Une vision plus large et moins moralisatrice suggère que la capacité de maîtrise de soi a évolué dans un environnement qui présentait à nos ancêtres des défis difficiles. Pour maîtriser ces défis, ils devaient être capables de comprendre et de peser différents types de considérations qualitatives, telles que les désirs viscéraux, les valeurs personnelles et les normes morales du groupe. Une équation simple réduisant la moralité au contrôle de soi est trompeuse au mieux et dangereuse au pire.

Baumeister, RF, et Alghamdi, NG (2015). Rôle de l'échec de la maîtrise de soi dans les actions immorales et contraires à l'éthique. Current Opinion in Psychology, 6 , 66-69.

Murphy, C. (novembre 2005). Fatwa City: la modification du comportement devient une affaire. L'Atlantique.

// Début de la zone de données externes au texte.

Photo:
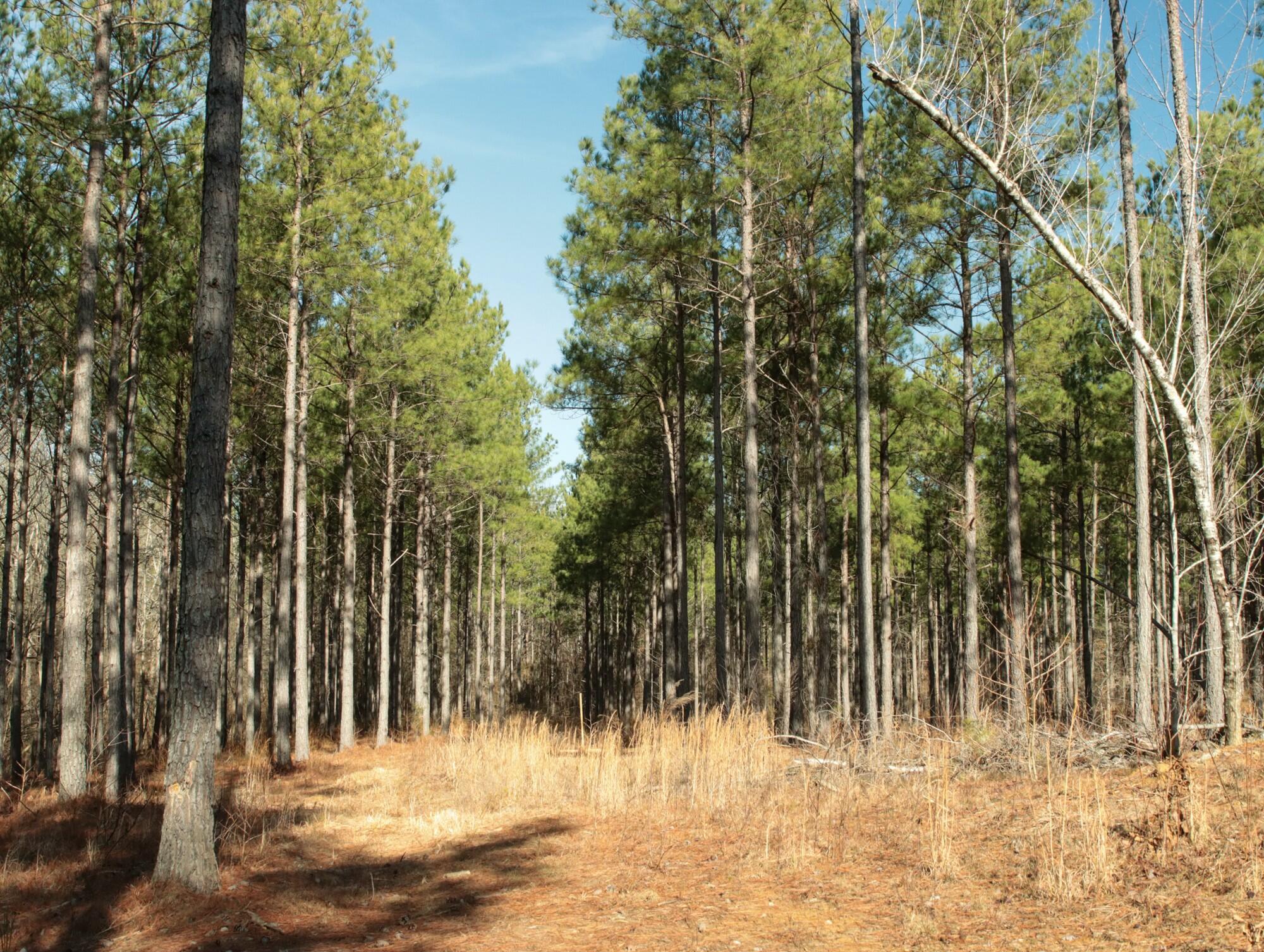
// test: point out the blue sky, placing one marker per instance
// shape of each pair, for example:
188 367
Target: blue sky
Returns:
504 92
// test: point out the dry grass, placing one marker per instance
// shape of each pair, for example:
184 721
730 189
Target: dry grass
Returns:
707 835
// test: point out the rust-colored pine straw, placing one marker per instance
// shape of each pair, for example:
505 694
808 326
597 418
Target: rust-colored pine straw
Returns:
701 836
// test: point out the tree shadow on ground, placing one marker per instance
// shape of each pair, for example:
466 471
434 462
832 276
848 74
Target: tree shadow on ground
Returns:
68 873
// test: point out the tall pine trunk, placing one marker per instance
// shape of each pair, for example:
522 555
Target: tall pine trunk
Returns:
49 624
750 401
422 614
446 672
73 752
1143 691
864 476
1223 667
116 685
970 494
347 607
303 623
1017 601
186 851
385 596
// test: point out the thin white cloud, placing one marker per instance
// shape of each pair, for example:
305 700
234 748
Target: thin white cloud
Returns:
561 50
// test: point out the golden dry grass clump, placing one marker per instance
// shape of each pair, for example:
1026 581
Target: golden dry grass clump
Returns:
706 834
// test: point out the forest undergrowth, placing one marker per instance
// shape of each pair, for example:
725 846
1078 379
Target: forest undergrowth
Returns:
711 834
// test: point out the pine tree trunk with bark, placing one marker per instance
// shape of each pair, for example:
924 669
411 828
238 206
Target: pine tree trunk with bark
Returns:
186 851
864 476
73 753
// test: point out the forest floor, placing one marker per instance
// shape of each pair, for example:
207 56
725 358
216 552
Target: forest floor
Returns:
714 838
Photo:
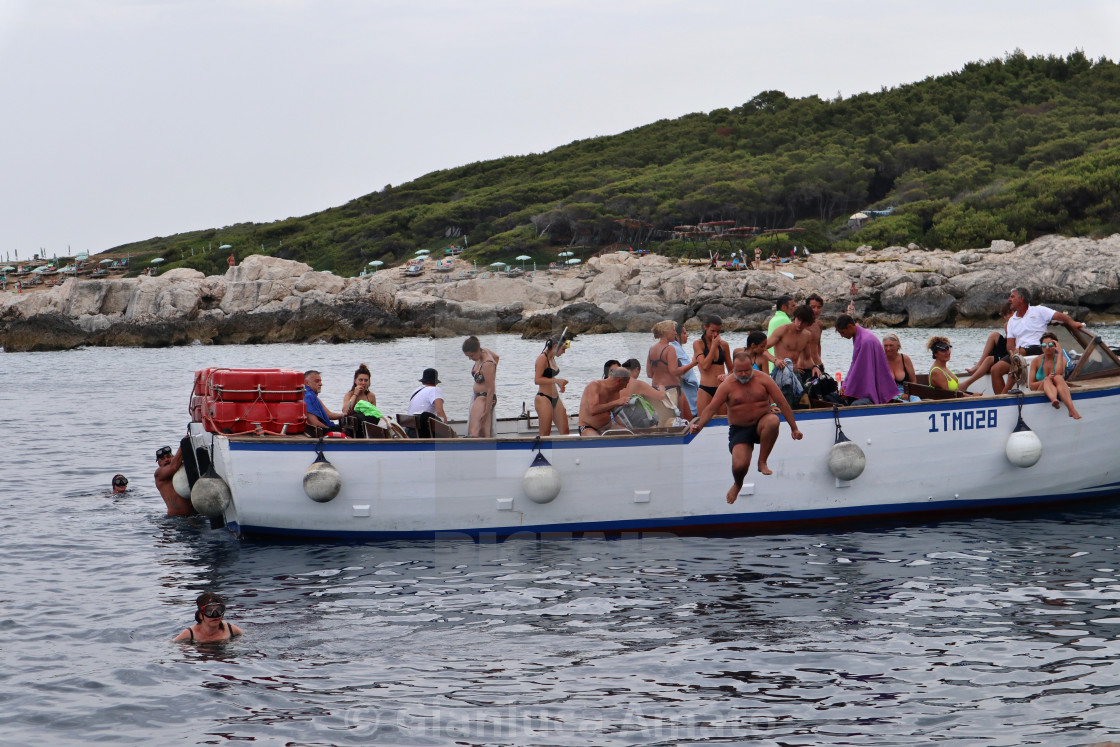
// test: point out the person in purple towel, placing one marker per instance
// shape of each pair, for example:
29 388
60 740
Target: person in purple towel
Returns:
869 380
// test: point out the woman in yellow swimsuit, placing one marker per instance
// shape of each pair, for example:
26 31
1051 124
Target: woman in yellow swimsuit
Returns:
208 627
940 375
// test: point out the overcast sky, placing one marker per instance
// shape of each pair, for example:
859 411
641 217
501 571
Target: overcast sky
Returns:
128 119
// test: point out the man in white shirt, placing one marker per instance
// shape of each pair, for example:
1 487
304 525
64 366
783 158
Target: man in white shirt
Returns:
429 398
1025 328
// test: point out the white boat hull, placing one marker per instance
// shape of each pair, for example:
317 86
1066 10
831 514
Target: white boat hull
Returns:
922 457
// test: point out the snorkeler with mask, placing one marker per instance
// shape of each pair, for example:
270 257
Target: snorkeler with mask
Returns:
210 627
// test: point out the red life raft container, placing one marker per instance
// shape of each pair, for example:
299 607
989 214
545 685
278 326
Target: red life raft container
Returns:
246 400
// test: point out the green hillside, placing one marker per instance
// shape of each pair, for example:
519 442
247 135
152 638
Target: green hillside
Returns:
1010 148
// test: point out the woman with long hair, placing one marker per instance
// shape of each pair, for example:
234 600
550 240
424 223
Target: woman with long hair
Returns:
360 391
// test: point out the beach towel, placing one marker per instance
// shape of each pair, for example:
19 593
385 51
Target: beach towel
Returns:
869 375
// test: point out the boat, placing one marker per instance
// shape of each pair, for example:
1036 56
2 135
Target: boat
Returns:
940 454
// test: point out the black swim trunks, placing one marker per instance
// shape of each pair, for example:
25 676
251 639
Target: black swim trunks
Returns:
738 435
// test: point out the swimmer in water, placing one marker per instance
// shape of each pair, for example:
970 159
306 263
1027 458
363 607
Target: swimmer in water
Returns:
210 627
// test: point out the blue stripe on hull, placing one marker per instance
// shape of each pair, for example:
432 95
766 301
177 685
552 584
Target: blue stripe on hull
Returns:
712 523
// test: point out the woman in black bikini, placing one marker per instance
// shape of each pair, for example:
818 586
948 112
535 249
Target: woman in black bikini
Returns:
549 408
714 357
210 626
902 367
663 369
485 397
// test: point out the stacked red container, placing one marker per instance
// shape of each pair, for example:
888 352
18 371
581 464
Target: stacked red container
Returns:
246 400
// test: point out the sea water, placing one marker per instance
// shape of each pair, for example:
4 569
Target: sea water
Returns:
994 631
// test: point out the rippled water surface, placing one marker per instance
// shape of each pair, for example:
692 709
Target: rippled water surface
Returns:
995 631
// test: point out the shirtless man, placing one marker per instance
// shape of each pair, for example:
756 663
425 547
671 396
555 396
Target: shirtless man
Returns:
792 342
714 356
600 397
169 465
748 394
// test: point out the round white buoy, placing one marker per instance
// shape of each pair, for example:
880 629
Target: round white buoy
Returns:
541 482
180 483
211 495
1024 448
322 482
847 460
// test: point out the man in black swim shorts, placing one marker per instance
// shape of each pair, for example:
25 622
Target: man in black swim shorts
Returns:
738 435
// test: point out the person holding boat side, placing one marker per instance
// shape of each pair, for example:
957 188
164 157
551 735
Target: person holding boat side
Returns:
748 394
549 388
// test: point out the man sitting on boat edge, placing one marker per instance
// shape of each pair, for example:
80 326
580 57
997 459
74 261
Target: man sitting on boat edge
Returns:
600 397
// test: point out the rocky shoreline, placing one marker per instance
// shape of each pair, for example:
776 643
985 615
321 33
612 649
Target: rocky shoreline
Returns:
272 300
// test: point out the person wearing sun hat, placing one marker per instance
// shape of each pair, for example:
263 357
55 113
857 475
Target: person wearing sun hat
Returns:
429 398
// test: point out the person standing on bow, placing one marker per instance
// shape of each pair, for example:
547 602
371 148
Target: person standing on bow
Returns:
360 392
549 408
479 420
714 358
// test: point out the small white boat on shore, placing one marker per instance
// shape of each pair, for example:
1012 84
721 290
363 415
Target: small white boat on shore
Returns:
946 454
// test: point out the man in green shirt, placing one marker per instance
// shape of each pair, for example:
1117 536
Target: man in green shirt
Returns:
785 306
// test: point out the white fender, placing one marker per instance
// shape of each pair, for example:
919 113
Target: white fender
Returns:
211 495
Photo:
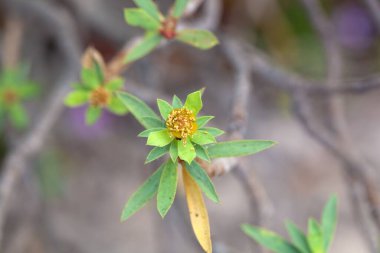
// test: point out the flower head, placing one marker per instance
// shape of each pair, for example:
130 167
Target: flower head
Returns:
97 88
159 27
182 133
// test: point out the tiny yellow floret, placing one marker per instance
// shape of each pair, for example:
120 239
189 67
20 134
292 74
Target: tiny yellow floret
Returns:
181 123
100 97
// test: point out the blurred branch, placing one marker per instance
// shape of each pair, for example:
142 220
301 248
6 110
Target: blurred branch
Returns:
374 8
16 162
353 163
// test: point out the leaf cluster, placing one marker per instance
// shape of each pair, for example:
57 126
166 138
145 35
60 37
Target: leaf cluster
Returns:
159 27
15 89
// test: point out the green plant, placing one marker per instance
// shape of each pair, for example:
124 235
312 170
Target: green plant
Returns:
15 89
97 88
182 134
317 240
158 27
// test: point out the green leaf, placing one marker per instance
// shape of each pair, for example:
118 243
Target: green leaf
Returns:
269 239
153 122
179 8
164 107
203 120
177 103
174 150
138 108
202 138
150 7
315 237
160 138
115 84
117 107
194 102
143 195
202 179
298 238
140 18
89 78
146 133
18 116
201 39
186 152
93 114
156 153
202 153
329 220
76 98
238 148
28 90
216 132
167 188
144 47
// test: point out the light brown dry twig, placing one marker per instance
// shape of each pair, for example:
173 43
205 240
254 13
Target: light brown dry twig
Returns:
360 188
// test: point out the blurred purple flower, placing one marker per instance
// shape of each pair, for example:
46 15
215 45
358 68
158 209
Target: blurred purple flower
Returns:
354 26
78 127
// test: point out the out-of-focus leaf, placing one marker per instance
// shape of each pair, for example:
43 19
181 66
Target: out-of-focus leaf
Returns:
329 221
76 98
140 18
194 102
179 7
143 47
269 239
186 151
203 180
201 39
117 107
93 114
138 108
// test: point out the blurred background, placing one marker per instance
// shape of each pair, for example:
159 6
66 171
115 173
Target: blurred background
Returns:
73 187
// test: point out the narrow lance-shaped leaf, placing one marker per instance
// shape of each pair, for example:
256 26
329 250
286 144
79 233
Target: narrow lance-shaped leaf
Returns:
299 239
160 138
156 153
201 39
138 108
269 239
238 148
203 180
143 195
167 188
329 220
315 237
179 7
140 18
150 7
198 212
143 47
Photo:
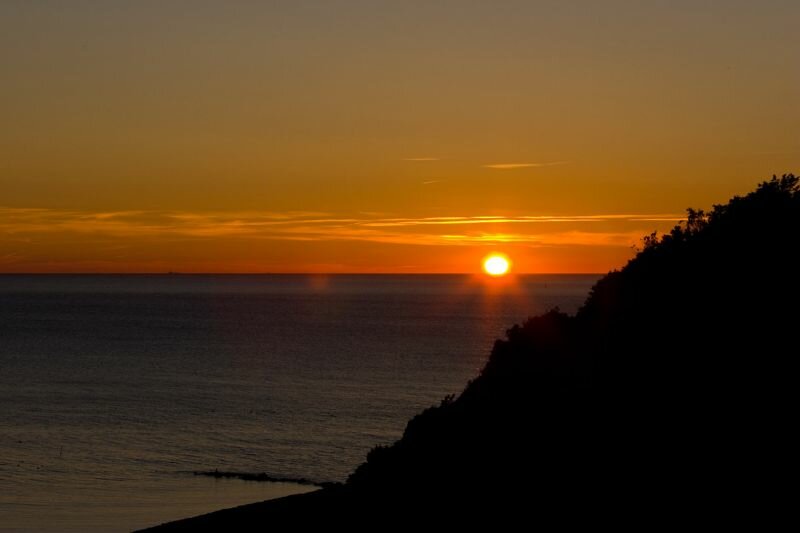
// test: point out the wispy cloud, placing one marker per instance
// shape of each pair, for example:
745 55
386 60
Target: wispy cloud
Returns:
26 223
512 166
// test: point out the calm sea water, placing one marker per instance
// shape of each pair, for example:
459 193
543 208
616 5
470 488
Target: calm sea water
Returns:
113 389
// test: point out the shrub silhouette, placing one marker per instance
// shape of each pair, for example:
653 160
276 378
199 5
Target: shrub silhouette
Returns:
676 372
669 396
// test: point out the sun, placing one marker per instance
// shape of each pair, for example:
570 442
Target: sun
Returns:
496 265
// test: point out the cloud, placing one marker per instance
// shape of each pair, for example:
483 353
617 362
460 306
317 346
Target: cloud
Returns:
512 166
17 224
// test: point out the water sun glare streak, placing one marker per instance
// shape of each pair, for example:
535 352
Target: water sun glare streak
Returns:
496 265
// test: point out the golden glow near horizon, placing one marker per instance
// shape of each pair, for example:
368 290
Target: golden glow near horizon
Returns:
346 136
496 265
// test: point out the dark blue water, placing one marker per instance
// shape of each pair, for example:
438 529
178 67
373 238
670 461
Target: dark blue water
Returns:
113 388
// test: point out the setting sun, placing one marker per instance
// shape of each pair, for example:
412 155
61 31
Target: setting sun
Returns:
496 265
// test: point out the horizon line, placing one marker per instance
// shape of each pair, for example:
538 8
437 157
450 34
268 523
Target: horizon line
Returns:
176 273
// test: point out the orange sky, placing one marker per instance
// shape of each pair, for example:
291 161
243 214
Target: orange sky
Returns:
380 136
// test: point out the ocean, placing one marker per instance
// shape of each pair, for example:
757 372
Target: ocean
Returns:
114 389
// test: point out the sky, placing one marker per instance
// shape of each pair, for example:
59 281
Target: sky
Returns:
376 136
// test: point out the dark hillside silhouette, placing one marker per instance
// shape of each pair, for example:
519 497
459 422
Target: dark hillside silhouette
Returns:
671 392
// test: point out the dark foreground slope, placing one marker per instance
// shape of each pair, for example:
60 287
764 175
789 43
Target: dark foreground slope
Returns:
670 393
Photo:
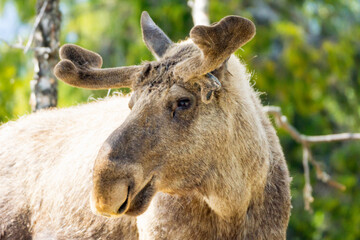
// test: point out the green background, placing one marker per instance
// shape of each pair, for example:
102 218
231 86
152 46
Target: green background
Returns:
305 58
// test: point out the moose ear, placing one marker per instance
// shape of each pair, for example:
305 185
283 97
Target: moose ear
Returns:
154 38
216 42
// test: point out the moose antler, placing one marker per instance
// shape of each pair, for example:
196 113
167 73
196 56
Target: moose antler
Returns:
217 43
82 68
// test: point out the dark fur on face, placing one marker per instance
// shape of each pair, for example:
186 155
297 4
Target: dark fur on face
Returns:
196 133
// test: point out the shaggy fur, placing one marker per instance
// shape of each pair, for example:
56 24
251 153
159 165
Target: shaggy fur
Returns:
196 158
46 161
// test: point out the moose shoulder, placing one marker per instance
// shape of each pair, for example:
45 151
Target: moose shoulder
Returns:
195 158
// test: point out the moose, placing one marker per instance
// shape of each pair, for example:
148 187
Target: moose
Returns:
190 155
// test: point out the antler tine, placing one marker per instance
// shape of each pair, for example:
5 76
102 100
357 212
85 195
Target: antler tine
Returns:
216 42
82 68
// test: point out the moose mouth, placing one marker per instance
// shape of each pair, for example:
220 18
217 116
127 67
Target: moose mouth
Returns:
141 201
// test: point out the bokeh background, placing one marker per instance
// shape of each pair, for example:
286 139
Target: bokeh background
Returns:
305 58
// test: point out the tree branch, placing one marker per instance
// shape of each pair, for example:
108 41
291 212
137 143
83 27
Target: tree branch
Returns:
305 141
36 24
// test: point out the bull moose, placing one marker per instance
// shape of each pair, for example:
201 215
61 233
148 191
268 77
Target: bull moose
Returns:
190 155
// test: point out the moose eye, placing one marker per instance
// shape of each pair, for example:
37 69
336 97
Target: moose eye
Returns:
183 103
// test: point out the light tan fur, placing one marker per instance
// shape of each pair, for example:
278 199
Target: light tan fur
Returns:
195 158
46 162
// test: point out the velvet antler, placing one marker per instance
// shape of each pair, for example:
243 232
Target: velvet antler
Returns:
217 43
82 68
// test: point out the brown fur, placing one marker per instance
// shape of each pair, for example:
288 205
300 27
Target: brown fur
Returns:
212 170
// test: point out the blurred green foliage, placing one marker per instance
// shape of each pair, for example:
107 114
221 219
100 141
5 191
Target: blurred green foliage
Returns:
305 57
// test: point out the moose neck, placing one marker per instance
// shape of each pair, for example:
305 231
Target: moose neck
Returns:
241 171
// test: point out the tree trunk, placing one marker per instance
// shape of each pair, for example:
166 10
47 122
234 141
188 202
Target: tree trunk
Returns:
44 84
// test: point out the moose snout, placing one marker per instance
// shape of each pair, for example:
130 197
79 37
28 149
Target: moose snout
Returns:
110 201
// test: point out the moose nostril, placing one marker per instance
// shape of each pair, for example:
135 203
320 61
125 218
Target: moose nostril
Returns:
124 205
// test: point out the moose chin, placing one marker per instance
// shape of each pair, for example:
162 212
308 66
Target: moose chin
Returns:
190 155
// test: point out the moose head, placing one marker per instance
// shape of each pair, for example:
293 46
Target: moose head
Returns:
189 126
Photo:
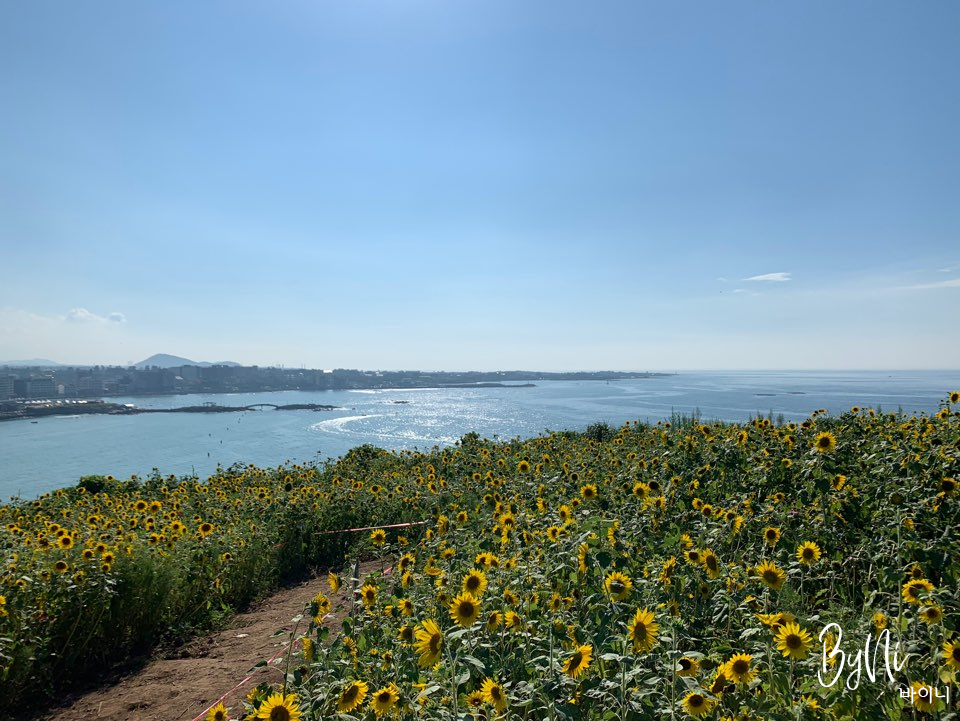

[1] Cette phrase [citation 7] montre un autre paradoxe qui imprègne la littérature sur l'épuisement de l'ego. D'une part, la volonté est restreinte par des forces mécanistes telles que l'effort antérieur, tandis que d'autre part, la volonté est supposée libre. En d'autres termes, la volonté est libre sauf quand elle ne l'est pas.

Remarque. J'appellerais cet essai un Gegendarstellung , une présentation alternative, peut-être même contrariante. Mon traducteur google se contente de «répondre».